The sun was lighting up bright spots where the peat
bogs held miniature lakes, among which were tiny islands of bushes and
low trees dotting the great marsh. Here and there small tamaracks stood
quite apart, as if their ragged dress had caused them to be ostracized by
the better clad spruces and firs.
Suddenly the men stopped near a little tree, and I saw that much of its
brown bark had been stripped off. On the white wood beneath there were
some curious dark red spots.
"A big stag has been rubbing his horns here within a day or two, Miss
Jelliffe," the doctor told me. "You ought to see one of them at work.
Their horns must itch desperately when they are ready to shed their
velvet, for they hook away at these saplings as if they were actually
fighting them. Such blows as they give; one can hear them quite far off.

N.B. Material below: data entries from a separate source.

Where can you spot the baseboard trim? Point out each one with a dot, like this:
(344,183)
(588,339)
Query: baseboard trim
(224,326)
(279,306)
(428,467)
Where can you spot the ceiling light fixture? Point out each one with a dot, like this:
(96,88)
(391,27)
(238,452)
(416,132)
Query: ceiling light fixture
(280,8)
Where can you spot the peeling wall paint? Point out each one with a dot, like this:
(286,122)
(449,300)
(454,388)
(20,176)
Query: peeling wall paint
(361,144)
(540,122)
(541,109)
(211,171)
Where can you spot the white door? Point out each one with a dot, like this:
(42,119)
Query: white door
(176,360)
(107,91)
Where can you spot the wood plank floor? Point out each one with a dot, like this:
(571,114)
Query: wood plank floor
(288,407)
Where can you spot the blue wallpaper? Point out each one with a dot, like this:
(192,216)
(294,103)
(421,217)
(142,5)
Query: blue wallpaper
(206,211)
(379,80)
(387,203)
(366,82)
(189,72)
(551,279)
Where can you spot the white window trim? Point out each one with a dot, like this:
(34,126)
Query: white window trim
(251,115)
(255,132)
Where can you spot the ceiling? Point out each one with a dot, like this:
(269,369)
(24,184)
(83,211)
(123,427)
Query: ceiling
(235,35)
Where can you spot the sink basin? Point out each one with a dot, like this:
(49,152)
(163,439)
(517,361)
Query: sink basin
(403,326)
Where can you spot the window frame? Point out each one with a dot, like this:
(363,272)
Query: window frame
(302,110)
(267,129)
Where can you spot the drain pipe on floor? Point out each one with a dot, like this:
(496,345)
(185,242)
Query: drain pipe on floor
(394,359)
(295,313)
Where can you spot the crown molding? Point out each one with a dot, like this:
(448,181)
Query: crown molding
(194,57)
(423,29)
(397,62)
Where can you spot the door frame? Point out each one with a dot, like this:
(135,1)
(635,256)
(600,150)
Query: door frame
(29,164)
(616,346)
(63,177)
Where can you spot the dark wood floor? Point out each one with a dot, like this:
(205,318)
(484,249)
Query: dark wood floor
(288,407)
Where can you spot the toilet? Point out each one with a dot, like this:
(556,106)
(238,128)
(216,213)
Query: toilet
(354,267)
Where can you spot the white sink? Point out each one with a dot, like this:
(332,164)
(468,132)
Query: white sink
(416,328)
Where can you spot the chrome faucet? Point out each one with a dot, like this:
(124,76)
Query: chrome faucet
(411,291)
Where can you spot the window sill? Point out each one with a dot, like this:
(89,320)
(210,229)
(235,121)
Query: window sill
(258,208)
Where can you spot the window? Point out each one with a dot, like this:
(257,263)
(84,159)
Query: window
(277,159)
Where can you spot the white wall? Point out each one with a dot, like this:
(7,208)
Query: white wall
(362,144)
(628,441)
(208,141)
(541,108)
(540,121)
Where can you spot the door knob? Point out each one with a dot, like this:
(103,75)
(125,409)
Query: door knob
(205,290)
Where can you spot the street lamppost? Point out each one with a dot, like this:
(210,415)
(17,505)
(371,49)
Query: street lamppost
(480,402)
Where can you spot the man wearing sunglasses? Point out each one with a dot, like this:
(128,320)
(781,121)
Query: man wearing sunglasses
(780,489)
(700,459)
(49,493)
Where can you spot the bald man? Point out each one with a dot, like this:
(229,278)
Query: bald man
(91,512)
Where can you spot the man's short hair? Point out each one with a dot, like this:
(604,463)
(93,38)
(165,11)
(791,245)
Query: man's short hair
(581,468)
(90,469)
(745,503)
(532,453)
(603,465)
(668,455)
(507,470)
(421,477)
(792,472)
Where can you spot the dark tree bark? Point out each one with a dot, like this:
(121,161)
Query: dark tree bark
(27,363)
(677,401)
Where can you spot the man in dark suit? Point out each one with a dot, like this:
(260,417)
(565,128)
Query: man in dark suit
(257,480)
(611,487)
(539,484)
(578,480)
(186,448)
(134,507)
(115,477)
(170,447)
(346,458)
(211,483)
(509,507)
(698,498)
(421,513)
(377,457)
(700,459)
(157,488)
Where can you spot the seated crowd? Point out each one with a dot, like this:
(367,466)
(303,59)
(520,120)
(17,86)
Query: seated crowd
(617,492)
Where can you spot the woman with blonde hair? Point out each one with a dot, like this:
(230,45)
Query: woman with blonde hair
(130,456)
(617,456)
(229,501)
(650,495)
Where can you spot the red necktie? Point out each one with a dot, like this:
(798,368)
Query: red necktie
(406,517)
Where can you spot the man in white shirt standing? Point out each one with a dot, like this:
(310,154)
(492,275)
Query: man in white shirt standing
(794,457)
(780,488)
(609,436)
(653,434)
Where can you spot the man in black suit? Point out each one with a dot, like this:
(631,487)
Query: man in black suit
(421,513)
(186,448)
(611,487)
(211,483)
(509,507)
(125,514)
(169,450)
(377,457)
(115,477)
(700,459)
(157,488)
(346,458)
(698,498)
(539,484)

Look at this place where the wood has actually been splintered off. These
marks are dried blood. And now look down at your feet. This fellow is
surely a big one, the ground is soft and he has left a huge track. You
will notice that the toes are widely separated, and that the dew claws
have also left their mark. No other deer than the caribou ever make that
fourfold imprint, and they only do it on muddy ground or in snow."
"How I wish I could see him!" I cried, excitedly.
He had taken out a pair of field glasses, and was sweeping the great
barren with them.
"One does not often see the stags on the marsh at this time of the year,"
he said.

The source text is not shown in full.